Die Kürzung des Krankengeldes entsprechend § 50 Abs. 2 Nr. 4 SGB V hat der Gesetzgeber aus Gründen der Gleichbehandlung aufgenommen (vgl. Bundestags-Drucksache 11/2237).
Beginn der Kürzung
Die Kürzung der Rente beginnt mit dem Tag des Eingangs der Rentenmitteilung bei der Krankenkasse. Das heißt, dass bis zum Eingang der Rentenmitteilung das Krankengeld noch ungekürzt ausgezahlt werden kann. Die Krankenkasse hat für die Zeit vom Rentenbeginn bis zum Eingang der Rentenmitteilung nach § 103 SGB X einen Erstattungsanspruch.
Nachdem § 50 SGB V keine Regelungen enthält, ab wann bei einer Rentenbewilligung das Krankengeld zu kürzen ist, wurde zur Gleichbehandlung aller Versicherten in Abschnitt A. III der ErstVfVb die Kürzung auf den Eingang der Rentenmitteilung bei der Krankenkasse festgelegt.
Berechnung der Kürzung
Sofern das Krankengeld eine der oben genannten Leistung, welche zur Kürzung des Krankengeldes führt, übersteigt, wird dieses nur noch gekürzt weitergezahlt. Die Kürzung erfolgt in Höhe von 1/30 des Rentenbetrages, wenn sowohl Krankengeld als auch Rente für einen vollen Kalendermonat beansprucht werden können.
Handelt es sich um Teilmonate, erfolgt die Kürzung indem der monatliche Rentenbetrag durch die Anzahl der Kalendertage des Monats dividiert wird. Maßgebend ist der Brutto-Rentenbetrag, also die Rente vor Abzug der Kranken- und Pflegeversicherungsbeiträge.
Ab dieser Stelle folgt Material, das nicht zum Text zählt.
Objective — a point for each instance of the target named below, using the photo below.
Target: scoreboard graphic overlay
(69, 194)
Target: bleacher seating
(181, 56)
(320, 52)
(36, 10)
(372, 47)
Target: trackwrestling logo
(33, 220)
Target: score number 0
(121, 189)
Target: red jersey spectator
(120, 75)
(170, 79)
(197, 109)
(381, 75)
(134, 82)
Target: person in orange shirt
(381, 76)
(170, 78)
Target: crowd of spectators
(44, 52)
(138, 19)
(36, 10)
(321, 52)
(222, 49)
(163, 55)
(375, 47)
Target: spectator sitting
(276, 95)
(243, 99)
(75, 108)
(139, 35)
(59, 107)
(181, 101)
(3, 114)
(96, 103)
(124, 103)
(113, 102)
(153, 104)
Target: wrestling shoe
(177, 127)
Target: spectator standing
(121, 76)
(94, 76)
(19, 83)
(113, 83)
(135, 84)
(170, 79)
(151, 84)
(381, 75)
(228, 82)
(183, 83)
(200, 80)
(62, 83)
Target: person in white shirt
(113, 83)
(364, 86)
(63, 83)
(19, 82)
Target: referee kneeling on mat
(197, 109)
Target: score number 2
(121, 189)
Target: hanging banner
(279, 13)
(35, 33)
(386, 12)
Dadurch wird nach dem Besprechungsergebnis der Spitzenverbände der Krankenkassen vom 25.05.1979 eine Gleichbehandlung aller Rentner erreicht.
Sonstiges zur Kürzung des Krankengeldes
Beruhen Rententeile auf Höherversicherungsbeiträgen, ist hierfür § 50 Abs. 2 SGB V nicht anzuwenden. Das heißt, dass die Rentenanteile aus Höherversicherungsbeiträgen zu keiner Kürzung des Krankengeldes führen (vgl. Urteil Bundessozialgericht vom 23.11.1966, Az. 3 RK 90/63).
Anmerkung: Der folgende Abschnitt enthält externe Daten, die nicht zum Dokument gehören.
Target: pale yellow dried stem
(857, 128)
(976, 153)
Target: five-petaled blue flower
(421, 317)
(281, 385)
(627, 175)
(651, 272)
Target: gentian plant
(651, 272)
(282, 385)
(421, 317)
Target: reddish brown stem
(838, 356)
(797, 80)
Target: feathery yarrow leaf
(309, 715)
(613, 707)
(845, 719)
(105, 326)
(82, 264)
Das Krankgeld ist immer um die tatsächlich gewährte Rente wegen teilweiser Erwerbsminderung bzw. Berufsunfähigkeitsrente gekürzt. Kommt es zu einer Rentenanpassung – die Rentendynamisierungen erfolgen jährlich zum 01.07. – wird auch das Krankengeld um den neuen bzw. erhöhten Rentenbetrag gekürzt (vgl. Besprechungsergebnis der Spitzenverbände der Krankenkassen vom 29.10.1974).